Bali Beradab, 5 Mei 2008

Bali Beradab

Anand Krishna*
Radar Bali, Senin 5 Mei 2008

Beberapa kejadian di tanah air belakang ini, membuktikan betapa telah merosotnya nilai-nilai luhur peradaban Nusantara. Ketika saya mengatakan bahwa Bali adalah cerminan Nusantara dan bila Bali “hilang” maka Nusantara akan “hilang” – adalah hilangnya peradaban dan kemuliaan inilah yang dimaksud.

Bali adalah pewaris Budaya Nusantara.
Ajeg Bali adalah seruan kepada seluruh bangsa ini untuk kembali kepada nilai-nilai luhur budaya kita sendiri – bukan budaya Barat, bukan Budaya Arab, bukan budaya Cina, dan bukan pula budaya India.
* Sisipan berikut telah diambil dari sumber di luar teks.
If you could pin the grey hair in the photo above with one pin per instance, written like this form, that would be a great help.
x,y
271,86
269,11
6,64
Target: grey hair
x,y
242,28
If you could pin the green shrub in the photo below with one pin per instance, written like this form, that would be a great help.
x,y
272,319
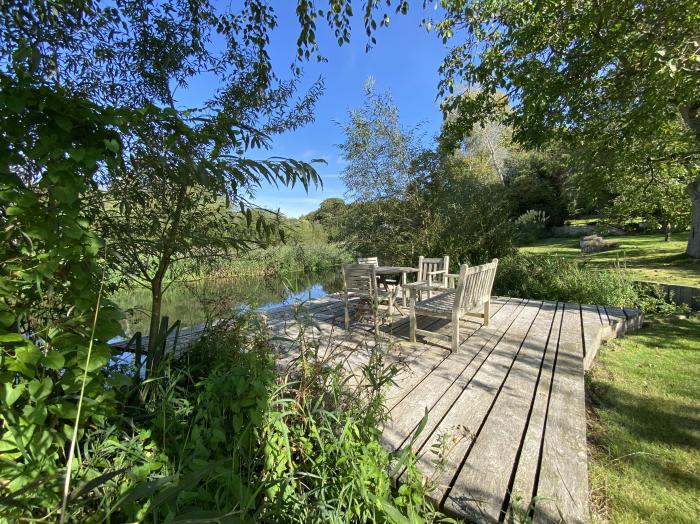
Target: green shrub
x,y
531,226
278,260
561,279
220,434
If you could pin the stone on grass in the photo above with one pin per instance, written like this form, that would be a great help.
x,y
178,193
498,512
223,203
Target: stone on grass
x,y
596,244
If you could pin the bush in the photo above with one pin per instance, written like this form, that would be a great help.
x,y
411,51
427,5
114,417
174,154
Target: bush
x,y
289,258
221,435
561,279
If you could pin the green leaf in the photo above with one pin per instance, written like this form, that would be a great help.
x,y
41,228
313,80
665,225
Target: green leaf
x,y
12,337
7,318
14,211
64,409
54,360
12,393
40,389
28,354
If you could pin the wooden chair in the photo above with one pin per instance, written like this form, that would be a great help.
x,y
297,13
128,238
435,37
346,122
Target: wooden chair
x,y
473,292
433,272
360,280
372,261
382,279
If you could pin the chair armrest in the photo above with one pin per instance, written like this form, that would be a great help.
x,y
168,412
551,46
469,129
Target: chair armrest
x,y
452,279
Tetapi, Budaya Nusantara.

Satu contoh saja:
Direktorat Jenderal Bimas Hindu dan Budha pernah mengeluarkan maklumat, atau apa sebutannya di masa Orde Baru itu, bahwasanya Gerakan Hare Krishna dilarang. Banyak teman-teman di Parisada saat itu mendukung hal tersebut. Namun, tak ada satu pun warga Hare Krishna yang diancam akan dibunuh, atau dihalalkan darahnya. Tak satu pun tempat ibadah mereka dirusak.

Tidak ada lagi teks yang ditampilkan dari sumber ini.